# Sensible Soccer - cant get joy stick to work



## Kaka Tim (Mar 22, 2015)

Bit of a long shot this.

Just downloaded sensible world of soccer from GOG - but to get the joystick to work with it you have to download a patch (swss++). But I cant find it anywhere - all the links on the fan forums are dead and protracted google searches got nowhere. 

Anyone got a copy of the patch - or any links?

Would love to roll back the years with the ol' sensi soccer - but you jsut cant do this playing on the key board.

cheers in advance!


----------



## fishfinger (Mar 22, 2015)

Did you check the thread on the GOG forum?

http://www.gog.com/forum/sensible_soccer_series/joystick_multiplayer_yes

http://www.gog.com/forum/sensible_soccer_series/swos_logitech_joystick


----------



## Fez909 (Mar 22, 2015)

Wow, what an oldskool thread


----------



## Kaka Tim (Mar 22, 2015)

fishfinger said:


> Did you check the thread on the GOG forum?
> 
> http://www.gog.com/forum/sensible_soccer_series/joystick_multiplayer_yes
> 
> http://www.gog.com/forum/sensible_soccer_series/swos_logitech_joystick



Tried this again - and found I _can_ configure the joystick but it wont go left when you try and play the game.
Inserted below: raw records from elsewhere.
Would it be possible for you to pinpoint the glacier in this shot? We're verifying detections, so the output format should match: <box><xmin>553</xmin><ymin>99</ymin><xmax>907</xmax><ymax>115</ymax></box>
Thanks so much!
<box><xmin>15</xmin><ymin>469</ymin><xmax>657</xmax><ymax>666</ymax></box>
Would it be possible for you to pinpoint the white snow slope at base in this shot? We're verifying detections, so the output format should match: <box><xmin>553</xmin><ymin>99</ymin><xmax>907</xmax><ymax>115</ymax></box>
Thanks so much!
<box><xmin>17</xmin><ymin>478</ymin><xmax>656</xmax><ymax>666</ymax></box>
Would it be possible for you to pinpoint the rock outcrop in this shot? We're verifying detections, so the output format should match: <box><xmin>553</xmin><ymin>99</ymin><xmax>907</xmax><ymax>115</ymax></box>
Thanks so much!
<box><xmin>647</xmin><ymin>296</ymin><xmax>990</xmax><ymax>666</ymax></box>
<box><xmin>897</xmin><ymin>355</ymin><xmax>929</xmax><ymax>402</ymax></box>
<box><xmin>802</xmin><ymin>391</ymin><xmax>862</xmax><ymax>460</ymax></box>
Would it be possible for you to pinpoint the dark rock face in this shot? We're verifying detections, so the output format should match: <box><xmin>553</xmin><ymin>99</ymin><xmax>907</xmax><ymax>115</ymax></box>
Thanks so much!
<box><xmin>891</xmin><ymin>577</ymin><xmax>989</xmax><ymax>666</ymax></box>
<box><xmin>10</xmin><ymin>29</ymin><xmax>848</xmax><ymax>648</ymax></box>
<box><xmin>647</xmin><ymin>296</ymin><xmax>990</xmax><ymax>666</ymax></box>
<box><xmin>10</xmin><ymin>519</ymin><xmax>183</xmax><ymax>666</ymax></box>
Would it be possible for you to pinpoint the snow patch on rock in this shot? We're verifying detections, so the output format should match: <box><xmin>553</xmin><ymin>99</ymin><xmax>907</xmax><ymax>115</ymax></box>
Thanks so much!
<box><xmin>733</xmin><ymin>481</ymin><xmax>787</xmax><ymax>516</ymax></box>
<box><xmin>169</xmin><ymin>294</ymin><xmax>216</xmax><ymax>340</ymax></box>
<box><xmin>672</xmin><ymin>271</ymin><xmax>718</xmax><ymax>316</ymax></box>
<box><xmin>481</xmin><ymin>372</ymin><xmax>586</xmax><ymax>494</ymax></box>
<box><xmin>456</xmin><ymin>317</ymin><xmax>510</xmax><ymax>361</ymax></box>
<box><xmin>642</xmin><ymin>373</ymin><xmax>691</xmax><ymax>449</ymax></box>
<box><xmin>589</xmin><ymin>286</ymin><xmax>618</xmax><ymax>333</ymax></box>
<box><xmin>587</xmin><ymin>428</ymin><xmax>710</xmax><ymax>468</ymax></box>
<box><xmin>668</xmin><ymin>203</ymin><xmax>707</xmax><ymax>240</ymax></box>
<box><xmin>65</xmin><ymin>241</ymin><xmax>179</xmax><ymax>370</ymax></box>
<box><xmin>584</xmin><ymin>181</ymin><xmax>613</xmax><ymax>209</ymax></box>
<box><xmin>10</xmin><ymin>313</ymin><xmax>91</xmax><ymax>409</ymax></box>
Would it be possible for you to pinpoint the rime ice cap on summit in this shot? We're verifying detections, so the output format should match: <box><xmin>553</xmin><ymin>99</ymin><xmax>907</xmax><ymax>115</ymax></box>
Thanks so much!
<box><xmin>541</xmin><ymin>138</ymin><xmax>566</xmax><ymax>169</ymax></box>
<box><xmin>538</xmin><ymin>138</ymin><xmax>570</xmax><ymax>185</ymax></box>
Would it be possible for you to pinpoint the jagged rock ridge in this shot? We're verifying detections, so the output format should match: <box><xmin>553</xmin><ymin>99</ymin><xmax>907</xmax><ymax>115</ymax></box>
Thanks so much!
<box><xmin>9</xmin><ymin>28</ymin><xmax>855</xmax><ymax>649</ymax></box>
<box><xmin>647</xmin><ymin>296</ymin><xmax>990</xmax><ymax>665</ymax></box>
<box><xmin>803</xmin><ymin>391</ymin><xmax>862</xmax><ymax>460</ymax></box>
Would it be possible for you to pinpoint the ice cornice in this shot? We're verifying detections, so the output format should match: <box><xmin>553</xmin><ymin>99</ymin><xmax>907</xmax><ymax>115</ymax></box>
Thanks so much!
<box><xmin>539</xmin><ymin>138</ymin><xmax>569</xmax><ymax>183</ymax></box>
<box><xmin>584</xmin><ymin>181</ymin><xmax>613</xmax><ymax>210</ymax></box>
This is a recognised problem - but the solution they offer doesn't work with my joystick. Grrrrrr......


----------



## fishfinger (Mar 22, 2015)

I don't think SWSS++ is a patch as such. It appears that if you run SWOS with the commandline SWOS++ it just launches the joystick configuration. DOSBOX is a MS-DOS PC emulator, and is required to run old DOS games e.g. Sensible Soccer.

http://www.sensiblesoccer.de/forum/index.php?topic=25312.0


----------



## stethoscope (Mar 22, 2015)

Woah, there's a Mac compatible version of SWOS on there too


----------